Extending LLMs to New Languages: A Case Study of Llama and Persian Adaptation
Samin Mahdizadeh Sani, Pouya Sadeghi, Thuy-Trang Vu, Yadollah Yaghoobzadeh, Gholamreza Haffari
TL;DR
This work addresses the challenge of extending a predominantly English LLM (Llama-2) to Persian via parameter-efficient fine-tuning. It combines vocabulary expansion, monolingual and bilingual pretraining, and instruction tuning, with LoRA-based generation and careful alignment of Persian and English representations. The study finds that bilingual alignment suffices for Persian classification and, when combined with limited data, that English-to-Persian knowledge transfer is only modestly beneficial, whereas additional Persian pretraining improves generation capabilities. The results highlight that Llama-2 may not be the optimal base for Persian, while models like Gemma and Qwen show stronger performance; the work provides a practical blueprint for low-resource language expansion through targeted fine-tuning and cross-lingual alignment. Overall, the paper demonstrates a viable path to widen multilingual coverage by balancing cross-language alignment, data availability, and task type, with significant implications for deploying LLMs in low-resource languages.
Abstract
Large language models (LLMs) have made great progress in classification and text generation tasks. However, they are mainly trained on English data and often struggle with low-resource languages. In this study, we explore adding a new language, i.e., Persian, to Llama (a model with a limited understanding of Persian) using parameter-efficient fine-tuning. We employ a multi-stage approach involving pretraining on monolingual Persian data, aligning representations through bilingual pretraining and instruction datasets, and instruction-tuning with task-specific datasets.
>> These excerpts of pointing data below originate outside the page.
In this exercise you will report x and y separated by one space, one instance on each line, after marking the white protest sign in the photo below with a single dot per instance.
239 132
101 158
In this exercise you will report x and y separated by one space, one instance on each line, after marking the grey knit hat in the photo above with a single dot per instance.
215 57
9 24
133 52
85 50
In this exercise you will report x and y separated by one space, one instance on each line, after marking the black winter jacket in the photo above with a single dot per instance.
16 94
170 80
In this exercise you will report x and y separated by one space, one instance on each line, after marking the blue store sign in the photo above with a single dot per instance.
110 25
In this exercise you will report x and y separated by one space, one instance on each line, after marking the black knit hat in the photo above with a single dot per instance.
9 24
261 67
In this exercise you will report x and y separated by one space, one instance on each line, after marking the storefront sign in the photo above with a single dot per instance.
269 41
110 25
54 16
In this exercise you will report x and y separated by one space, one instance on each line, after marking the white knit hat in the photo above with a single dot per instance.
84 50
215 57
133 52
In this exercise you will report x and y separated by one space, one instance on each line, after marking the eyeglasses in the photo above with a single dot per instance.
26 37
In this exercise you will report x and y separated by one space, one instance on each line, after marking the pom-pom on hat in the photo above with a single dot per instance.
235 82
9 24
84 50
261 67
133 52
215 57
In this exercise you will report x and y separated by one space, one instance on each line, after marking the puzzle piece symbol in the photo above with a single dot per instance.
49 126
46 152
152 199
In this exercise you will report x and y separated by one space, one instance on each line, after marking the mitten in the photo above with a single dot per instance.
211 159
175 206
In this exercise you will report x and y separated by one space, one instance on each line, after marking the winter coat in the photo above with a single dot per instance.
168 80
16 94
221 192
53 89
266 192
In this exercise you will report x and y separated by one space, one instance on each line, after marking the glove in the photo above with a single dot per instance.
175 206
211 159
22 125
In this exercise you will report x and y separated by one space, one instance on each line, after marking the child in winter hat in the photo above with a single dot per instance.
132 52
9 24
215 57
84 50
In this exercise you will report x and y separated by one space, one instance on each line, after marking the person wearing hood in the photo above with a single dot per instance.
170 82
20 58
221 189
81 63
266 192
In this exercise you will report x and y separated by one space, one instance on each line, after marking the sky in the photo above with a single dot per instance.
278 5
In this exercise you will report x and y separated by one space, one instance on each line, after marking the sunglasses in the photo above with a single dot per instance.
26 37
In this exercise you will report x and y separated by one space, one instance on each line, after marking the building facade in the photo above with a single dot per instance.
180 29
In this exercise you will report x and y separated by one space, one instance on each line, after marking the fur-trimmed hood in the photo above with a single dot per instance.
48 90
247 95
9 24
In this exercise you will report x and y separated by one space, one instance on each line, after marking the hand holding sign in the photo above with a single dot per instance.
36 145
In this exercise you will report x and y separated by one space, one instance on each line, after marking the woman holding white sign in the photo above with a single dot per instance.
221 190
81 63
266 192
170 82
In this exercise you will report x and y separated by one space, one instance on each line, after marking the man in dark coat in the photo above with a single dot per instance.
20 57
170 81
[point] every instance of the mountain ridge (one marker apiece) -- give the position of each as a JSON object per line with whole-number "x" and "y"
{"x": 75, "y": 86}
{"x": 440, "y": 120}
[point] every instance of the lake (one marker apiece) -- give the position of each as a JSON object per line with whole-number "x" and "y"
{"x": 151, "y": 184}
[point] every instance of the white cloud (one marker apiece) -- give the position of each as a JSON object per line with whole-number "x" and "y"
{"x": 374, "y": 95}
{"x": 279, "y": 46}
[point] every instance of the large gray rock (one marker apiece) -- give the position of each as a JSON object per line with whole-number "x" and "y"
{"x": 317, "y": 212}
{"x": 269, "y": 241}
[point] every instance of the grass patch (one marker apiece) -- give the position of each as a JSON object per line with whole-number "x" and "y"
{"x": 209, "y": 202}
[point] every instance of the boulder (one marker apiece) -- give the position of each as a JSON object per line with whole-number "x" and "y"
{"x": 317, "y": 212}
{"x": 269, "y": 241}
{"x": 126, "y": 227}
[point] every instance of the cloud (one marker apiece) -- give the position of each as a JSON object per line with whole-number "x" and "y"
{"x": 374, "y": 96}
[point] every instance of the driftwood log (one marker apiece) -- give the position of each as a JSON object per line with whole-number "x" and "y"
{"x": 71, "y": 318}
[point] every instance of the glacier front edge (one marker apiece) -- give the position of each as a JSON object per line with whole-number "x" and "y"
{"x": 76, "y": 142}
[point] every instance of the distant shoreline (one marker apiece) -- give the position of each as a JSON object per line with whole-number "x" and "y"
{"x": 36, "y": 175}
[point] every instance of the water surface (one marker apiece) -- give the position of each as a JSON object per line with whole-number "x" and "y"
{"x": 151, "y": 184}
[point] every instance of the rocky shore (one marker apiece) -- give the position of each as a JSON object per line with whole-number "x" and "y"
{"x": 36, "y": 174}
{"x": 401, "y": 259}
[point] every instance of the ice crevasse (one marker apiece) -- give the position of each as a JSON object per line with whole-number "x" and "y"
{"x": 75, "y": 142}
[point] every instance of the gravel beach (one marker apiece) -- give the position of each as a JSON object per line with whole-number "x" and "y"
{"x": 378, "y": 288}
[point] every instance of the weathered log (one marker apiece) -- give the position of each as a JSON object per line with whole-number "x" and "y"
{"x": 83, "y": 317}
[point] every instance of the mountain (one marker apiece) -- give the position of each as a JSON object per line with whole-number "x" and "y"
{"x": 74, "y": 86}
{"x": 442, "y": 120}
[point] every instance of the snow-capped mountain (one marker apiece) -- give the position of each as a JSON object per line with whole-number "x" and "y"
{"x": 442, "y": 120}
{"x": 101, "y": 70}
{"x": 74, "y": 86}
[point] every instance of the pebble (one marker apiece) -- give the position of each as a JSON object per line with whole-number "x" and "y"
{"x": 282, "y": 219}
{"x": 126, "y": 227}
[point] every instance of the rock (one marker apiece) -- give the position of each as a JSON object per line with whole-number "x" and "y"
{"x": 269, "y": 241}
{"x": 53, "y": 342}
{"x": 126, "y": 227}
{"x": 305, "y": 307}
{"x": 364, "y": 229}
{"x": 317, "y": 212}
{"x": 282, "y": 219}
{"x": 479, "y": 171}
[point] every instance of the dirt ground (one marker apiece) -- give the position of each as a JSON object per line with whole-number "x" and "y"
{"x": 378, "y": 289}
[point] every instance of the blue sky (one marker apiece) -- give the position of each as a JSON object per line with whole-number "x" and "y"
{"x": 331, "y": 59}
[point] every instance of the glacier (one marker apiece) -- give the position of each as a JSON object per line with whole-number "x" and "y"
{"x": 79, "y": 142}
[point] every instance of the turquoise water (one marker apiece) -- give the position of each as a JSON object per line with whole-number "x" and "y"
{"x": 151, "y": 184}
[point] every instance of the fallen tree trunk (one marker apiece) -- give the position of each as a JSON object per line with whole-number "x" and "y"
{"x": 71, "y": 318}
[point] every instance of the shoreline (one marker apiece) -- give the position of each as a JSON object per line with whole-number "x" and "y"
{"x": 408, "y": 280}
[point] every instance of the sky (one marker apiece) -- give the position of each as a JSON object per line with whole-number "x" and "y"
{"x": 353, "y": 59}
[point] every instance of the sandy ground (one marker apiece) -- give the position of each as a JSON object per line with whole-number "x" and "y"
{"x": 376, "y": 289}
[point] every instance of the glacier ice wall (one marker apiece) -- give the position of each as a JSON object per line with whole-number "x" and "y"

We evaluate the model's performance at each stage on generation and classification tasks. Our findings suggest that incorporating the Persian language, through bilingual data alignment, can enhance classification accuracy for Persian tasks, with no adverse impact and sometimes even improvements on English tasks. Additionally, the results highlight the model's initial strength as a critical factor when working with limited training data, with cross-lingual alignment offering minimal benefits for the low-resource language. Knowledge transfer from English to Persian has a marginal effect, primarily benefiting simple classification tasks.